Cardiac and skeletal muscles are very similar with respect to sarcomere organization, contractile protein structure and function, and gene organization. For example, type I skeletal muscle contains a similar isoform of troponin C as cardiac muscle. In large mammals, including humans, the low adenosine triphosphatase (V3) isomyosin heavy chain is the predominant form in the ventricles and exhibits close similarities and comparable kinetics with that of slow skeletal isomyosin (whereas the fast skeletal isomyosin is characterized by a higher adenosine triphosphatase activity, with a heavy chain different from the other myosin heavy chains). In contrast, striated muscle actin exists as two specific isoforms: alpha-cardiac and alpha-skeletal. .
In the current study, we used the skinned fiber technique to investigate the effect of halothane on the interactions of Calcium sup ++ with human contractile proteins in three types of fiber preparations: type I (slow twitch, slow oxidative), type II (fast twitch, fast oxidative), skeletal fibers of vastus lateralis muscle, and left ventricular muscle. In our procedure, using both EGTA (ethylene glycol bis (beta-aminoethyl ether)-N,N,N',N'-tetraacetic acid) and Brij 58 detergent, all membranes are chemically destroyed and both sarcoplasmic reticulum (SR; including T tubules) and mitochondria are nonfunctional. We hypothesized that if the action of halothane on contractile proteins of striated muscle was isoform-dependent, differences between various types of fibers should be observed, and could explain, in part, the different effects of halothane on cardiac and skeletal muscles.
Materials and Methods
The study protocol was approved by our University Studies Ethics Committee, and written informed consent was obtained from all patients before participating in the study. Left ventricular muscle strips were dissected from the endocardial surface from eight patients undergoing cardiac surgery for valvular heart disease. Left ventricular function, as assessed by cardiac catheterization (left ventricular size, wall thickness, ejection fraction, cardiac output) was within the normal range in all patients. The myocardial fragments removed were immediately placed in cardioplegic solution at room temperature and rapidly transported to the laboratory. Skeletal biopsy specimens were taken from the vastus lateralis muscle from ten patients undergoing elective surgery of the lower limbs. None of the patients were confined to bed before surgery. Bundles containing several hundred fibers were attached at their extremities to a wooden stick to maintain their resting length and immediately placed in a relaxing solution at room temperature and rapidly transported to the laboratory.
Skinned Fiber Preparation
Chemically skinned cardiac and skeletal fibers were prepared as previously described. [11,15]Chemical skinning with EGTA renders the muscle fiber sarcolemma freely permeable to external solutes.
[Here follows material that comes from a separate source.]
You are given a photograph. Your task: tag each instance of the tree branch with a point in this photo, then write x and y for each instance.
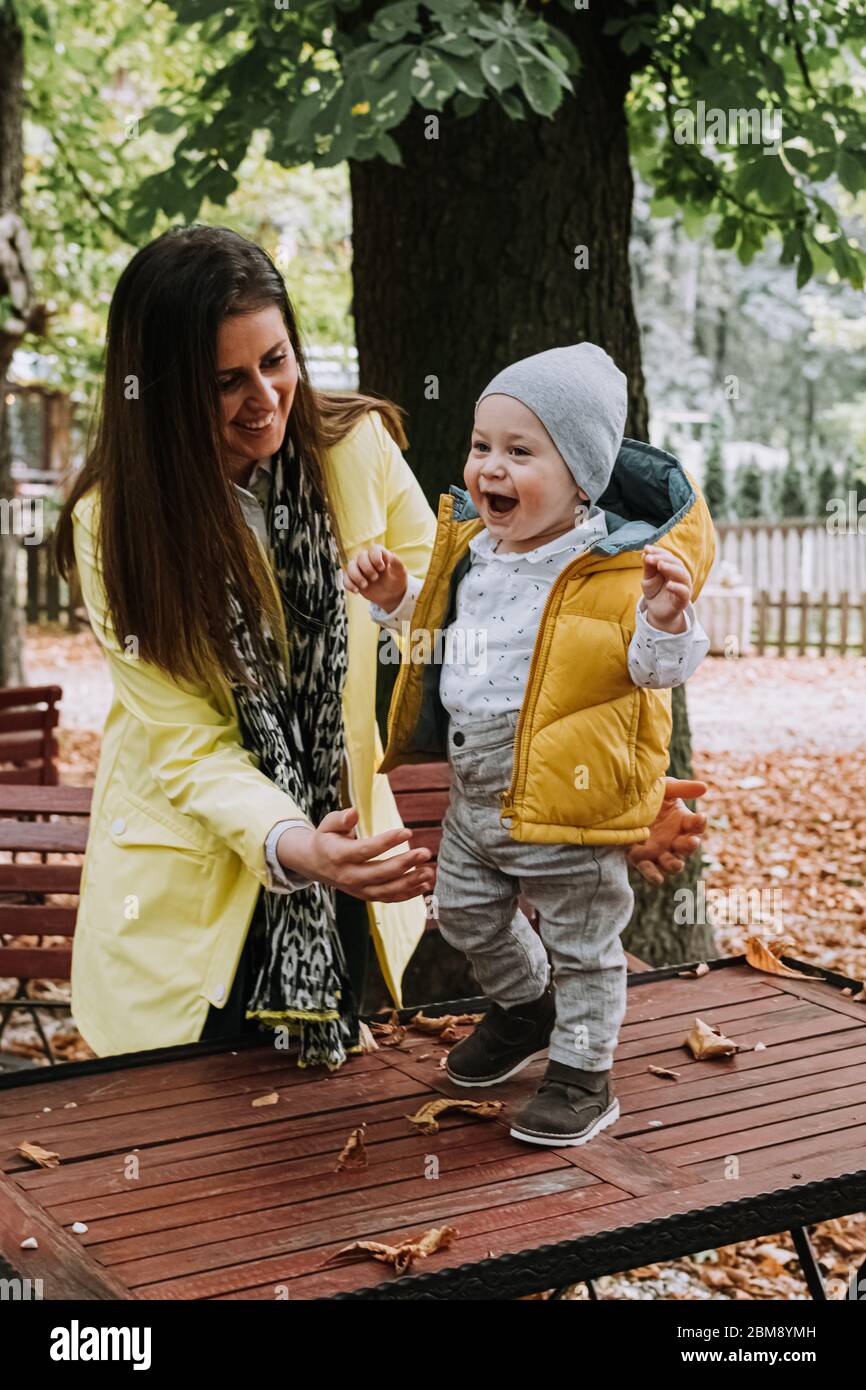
(797, 46)
(91, 198)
Segments of cardiac and skeletal muscle, containing several hundred fibers, were dissected free and immediately placed in a relaxing solution at 4 degrees Celsius for 24 h. The skinning solution was replaced with fresh solution after 1, 4, and 12 h. After 24 h, the segments were transferred to a skinning storage solution that was identical to the relaxing solution except for the addition of 50% glycerol and stored at -20 degrees C until used (1 or 2 weeks). This technique is identical to that used by a number of other laboratories. [16,17]No change in skinned fiber properties could be noticed after 2 or 3 weeks of storage.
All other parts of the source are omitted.